Anthropologically speaking, many cultures
have treated women differently and have put shackles on them. For example,
women in some parts of Africa were only allowed to eat raw uncooked meat. No vegetables
or any type of grains were allowed. As a result, it is said that they became
ferocious like tigers and that men were afraid of them.
Women in Saudi culture have also faced
obstacles and continue to do so. These obstacles have made women dependent on
men. Every Saudi man has two jobs, one for which he gets paid a monthly salary
and the second involves providing for his wife, driving her around, etc.

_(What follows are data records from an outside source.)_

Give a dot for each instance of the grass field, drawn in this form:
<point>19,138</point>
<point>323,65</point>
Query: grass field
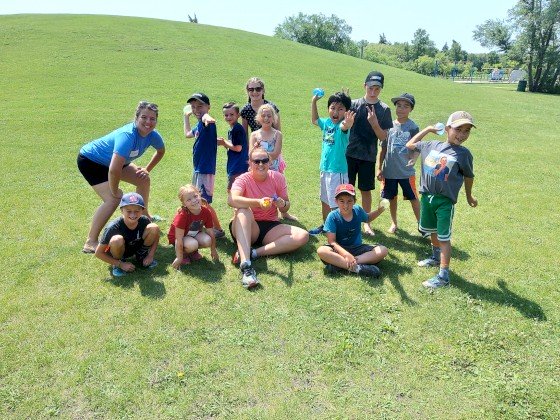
<point>76,343</point>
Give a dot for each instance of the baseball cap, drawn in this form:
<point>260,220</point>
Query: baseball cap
<point>405,97</point>
<point>459,118</point>
<point>345,188</point>
<point>375,78</point>
<point>199,96</point>
<point>132,199</point>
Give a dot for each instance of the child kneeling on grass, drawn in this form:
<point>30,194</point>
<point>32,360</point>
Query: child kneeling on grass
<point>187,232</point>
<point>345,250</point>
<point>130,234</point>
<point>445,167</point>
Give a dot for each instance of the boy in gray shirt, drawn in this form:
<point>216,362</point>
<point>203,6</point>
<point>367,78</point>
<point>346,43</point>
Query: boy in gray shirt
<point>397,165</point>
<point>445,166</point>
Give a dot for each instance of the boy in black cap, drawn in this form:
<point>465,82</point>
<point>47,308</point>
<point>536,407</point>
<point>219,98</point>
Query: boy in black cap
<point>373,119</point>
<point>130,234</point>
<point>396,161</point>
<point>205,149</point>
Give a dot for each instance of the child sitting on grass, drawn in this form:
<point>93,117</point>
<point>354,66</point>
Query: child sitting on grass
<point>186,232</point>
<point>345,250</point>
<point>130,234</point>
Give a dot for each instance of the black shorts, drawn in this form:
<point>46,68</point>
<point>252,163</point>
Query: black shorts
<point>365,170</point>
<point>93,172</point>
<point>265,226</point>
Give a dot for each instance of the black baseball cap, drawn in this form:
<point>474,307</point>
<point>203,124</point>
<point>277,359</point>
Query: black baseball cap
<point>375,78</point>
<point>405,97</point>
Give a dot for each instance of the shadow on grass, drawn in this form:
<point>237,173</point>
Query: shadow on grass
<point>146,280</point>
<point>204,269</point>
<point>501,295</point>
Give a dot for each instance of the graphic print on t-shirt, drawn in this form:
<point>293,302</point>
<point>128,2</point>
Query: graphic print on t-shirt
<point>439,165</point>
<point>195,228</point>
<point>328,135</point>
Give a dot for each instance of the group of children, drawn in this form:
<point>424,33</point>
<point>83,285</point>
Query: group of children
<point>350,138</point>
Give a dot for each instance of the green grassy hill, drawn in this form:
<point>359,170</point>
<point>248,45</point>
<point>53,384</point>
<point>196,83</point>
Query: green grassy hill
<point>76,343</point>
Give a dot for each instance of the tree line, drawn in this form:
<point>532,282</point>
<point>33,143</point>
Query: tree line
<point>529,39</point>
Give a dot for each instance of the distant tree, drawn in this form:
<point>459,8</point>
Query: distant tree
<point>456,53</point>
<point>330,33</point>
<point>494,33</point>
<point>361,45</point>
<point>422,44</point>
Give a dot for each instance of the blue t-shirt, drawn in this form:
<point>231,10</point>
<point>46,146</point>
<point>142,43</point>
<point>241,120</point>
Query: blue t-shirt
<point>125,141</point>
<point>205,148</point>
<point>348,234</point>
<point>333,151</point>
<point>399,161</point>
<point>444,167</point>
<point>238,161</point>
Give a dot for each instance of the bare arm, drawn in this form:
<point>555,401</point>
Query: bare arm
<point>158,155</point>
<point>277,146</point>
<point>410,145</point>
<point>115,173</point>
<point>187,126</point>
<point>473,202</point>
<point>314,110</point>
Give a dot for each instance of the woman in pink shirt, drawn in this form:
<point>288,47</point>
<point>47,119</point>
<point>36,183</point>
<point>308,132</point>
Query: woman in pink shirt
<point>257,196</point>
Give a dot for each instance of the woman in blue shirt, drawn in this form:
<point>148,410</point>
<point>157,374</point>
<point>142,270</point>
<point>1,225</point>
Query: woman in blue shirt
<point>108,160</point>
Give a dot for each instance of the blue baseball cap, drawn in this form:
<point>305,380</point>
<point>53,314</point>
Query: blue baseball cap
<point>133,199</point>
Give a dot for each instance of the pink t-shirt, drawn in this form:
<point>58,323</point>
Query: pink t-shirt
<point>275,184</point>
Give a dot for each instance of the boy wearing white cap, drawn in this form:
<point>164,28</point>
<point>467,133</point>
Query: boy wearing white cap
<point>445,166</point>
<point>128,235</point>
<point>373,119</point>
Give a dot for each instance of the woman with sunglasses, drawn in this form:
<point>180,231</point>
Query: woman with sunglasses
<point>249,119</point>
<point>257,196</point>
<point>108,160</point>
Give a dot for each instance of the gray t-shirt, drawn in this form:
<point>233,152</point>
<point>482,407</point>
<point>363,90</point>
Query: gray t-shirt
<point>443,168</point>
<point>399,161</point>
<point>363,141</point>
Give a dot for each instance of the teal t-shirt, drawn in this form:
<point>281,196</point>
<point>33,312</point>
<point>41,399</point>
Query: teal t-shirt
<point>333,152</point>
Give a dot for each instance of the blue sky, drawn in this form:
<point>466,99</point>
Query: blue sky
<point>398,20</point>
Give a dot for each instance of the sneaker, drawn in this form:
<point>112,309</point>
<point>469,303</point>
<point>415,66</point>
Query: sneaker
<point>317,231</point>
<point>429,262</point>
<point>118,272</point>
<point>436,282</point>
<point>332,269</point>
<point>249,278</point>
<point>369,270</point>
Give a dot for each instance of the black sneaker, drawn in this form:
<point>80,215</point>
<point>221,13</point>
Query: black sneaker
<point>369,270</point>
<point>317,231</point>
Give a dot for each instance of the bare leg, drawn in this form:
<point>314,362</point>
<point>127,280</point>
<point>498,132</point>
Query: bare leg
<point>393,204</point>
<point>282,239</point>
<point>366,204</point>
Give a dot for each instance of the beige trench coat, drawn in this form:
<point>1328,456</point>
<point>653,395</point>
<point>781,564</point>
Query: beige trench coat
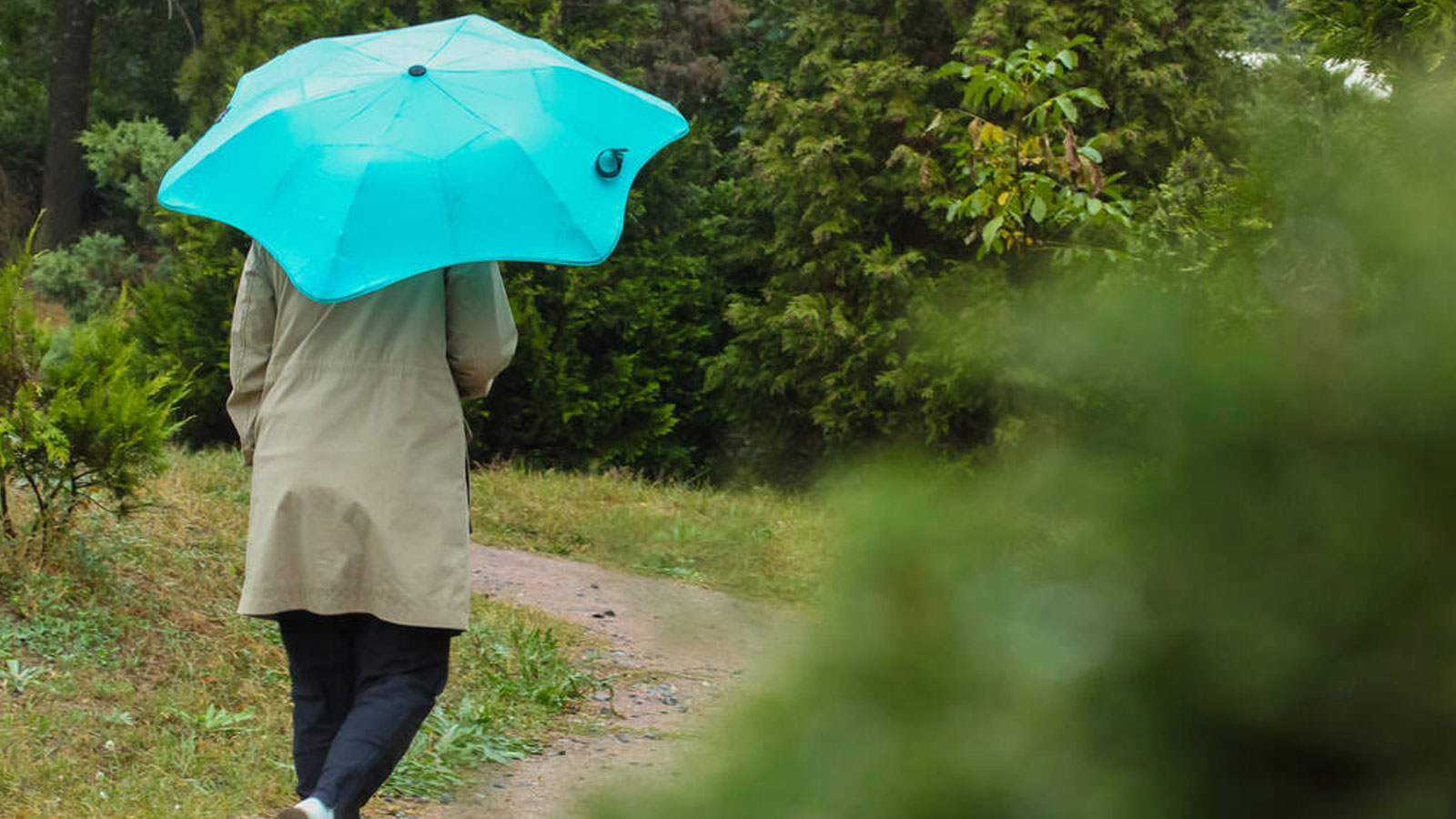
<point>349,416</point>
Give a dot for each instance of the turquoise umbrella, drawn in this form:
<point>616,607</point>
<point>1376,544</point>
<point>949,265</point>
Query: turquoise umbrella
<point>361,160</point>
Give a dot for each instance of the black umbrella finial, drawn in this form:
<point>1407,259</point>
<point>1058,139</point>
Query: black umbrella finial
<point>609,162</point>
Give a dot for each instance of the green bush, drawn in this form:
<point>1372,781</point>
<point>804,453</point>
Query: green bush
<point>79,428</point>
<point>87,276</point>
<point>1220,589</point>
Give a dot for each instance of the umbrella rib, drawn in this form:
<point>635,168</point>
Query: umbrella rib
<point>449,40</point>
<point>366,55</point>
<point>460,106</point>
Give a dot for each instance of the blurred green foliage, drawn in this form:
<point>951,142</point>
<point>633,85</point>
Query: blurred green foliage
<point>1219,584</point>
<point>871,194</point>
<point>80,423</point>
<point>86,276</point>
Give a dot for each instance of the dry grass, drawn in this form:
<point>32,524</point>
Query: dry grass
<point>140,694</point>
<point>757,544</point>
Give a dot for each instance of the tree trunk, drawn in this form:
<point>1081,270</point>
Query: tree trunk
<point>65,181</point>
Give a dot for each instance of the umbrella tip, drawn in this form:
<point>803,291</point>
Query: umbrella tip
<point>609,162</point>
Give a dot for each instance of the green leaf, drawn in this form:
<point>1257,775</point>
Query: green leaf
<point>1067,109</point>
<point>992,230</point>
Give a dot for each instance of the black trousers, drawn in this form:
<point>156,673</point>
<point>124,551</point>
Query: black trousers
<point>361,688</point>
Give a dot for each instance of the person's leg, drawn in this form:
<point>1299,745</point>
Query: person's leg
<point>320,665</point>
<point>400,671</point>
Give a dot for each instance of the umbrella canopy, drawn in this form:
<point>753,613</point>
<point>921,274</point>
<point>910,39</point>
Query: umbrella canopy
<point>361,160</point>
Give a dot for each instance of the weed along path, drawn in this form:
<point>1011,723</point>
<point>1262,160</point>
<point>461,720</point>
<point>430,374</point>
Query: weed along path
<point>676,652</point>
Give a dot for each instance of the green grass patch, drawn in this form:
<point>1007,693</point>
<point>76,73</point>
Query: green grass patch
<point>757,542</point>
<point>128,688</point>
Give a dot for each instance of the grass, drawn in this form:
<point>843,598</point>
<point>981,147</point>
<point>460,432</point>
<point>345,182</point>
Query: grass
<point>128,687</point>
<point>756,544</point>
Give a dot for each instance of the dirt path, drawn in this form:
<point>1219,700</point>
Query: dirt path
<point>677,651</point>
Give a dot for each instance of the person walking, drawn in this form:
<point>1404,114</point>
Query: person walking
<point>359,522</point>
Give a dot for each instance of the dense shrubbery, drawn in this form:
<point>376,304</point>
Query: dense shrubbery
<point>863,178</point>
<point>79,420</point>
<point>1222,589</point>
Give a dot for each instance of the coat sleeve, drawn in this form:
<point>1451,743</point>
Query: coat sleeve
<point>480,329</point>
<point>251,344</point>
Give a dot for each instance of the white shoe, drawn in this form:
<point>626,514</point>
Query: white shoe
<point>308,809</point>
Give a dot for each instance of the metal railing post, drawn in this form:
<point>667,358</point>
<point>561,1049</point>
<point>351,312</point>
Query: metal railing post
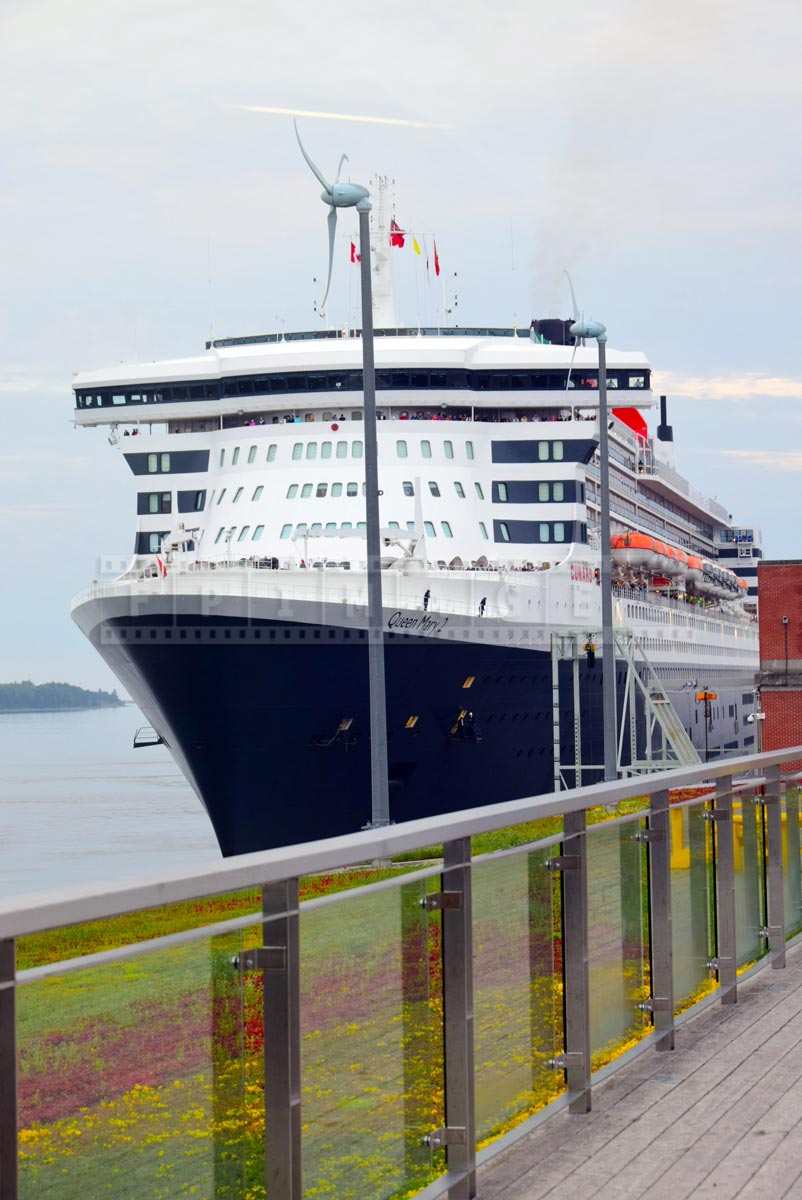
<point>776,898</point>
<point>282,1104</point>
<point>662,949</point>
<point>575,963</point>
<point>724,858</point>
<point>460,1133</point>
<point>9,1153</point>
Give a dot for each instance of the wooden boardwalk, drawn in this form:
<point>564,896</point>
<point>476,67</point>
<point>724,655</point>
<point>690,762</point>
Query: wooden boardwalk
<point>719,1116</point>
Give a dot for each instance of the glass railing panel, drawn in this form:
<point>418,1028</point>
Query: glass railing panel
<point>371,1044</point>
<point>617,946</point>
<point>516,995</point>
<point>131,1079</point>
<point>748,858</point>
<point>690,904</point>
<point>791,880</point>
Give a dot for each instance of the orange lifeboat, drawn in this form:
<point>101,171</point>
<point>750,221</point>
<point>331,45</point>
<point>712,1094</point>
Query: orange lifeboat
<point>694,570</point>
<point>634,550</point>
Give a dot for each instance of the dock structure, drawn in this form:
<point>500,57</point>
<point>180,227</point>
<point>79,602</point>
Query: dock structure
<point>590,993</point>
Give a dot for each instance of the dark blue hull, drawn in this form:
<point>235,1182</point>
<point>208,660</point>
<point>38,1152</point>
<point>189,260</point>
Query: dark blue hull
<point>255,713</point>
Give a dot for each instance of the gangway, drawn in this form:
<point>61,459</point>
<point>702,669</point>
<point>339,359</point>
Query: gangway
<point>668,744</point>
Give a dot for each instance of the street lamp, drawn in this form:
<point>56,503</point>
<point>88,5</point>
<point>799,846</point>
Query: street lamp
<point>354,196</point>
<point>581,329</point>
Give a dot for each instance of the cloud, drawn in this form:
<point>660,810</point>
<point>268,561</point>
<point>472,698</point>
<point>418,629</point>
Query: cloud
<point>28,381</point>
<point>34,513</point>
<point>734,387</point>
<point>768,460</point>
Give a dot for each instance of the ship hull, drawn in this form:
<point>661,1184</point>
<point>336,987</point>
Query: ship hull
<point>269,718</point>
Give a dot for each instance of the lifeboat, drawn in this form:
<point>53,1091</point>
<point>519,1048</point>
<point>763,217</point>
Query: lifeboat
<point>636,551</point>
<point>694,570</point>
<point>663,563</point>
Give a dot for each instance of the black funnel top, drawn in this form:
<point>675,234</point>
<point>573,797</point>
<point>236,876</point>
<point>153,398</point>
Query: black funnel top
<point>664,431</point>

Because of local traditions, a woman’s innate ability to produce and be
independent has not been utilized.
Without a man, a woman in Saudi Arabia
cannot go alone to buy groceries. Ours is the only culture in which men spend
most of their time performing the tasks women should be doing. This is because
women have been shackled by traditions. One day, we will discover that more
Saudi women suffer from depression than men and that one out of every three
married women takes anti-depressant tablets.
A large number of Saudi women are obese
because they sit for hours and do not go out due to social traditions that
prevent them from doing so. Some women have been living in neighbourhoods for
years but do not know their way around the area or the names of streets.
Moreover, studies conclusively show that
Saudi women suffer from vitamin D deficiency, which is thought to be a cause of
autism in children. This is really strange, given that our climate is hot and
sunlight is the main source of vitamin D.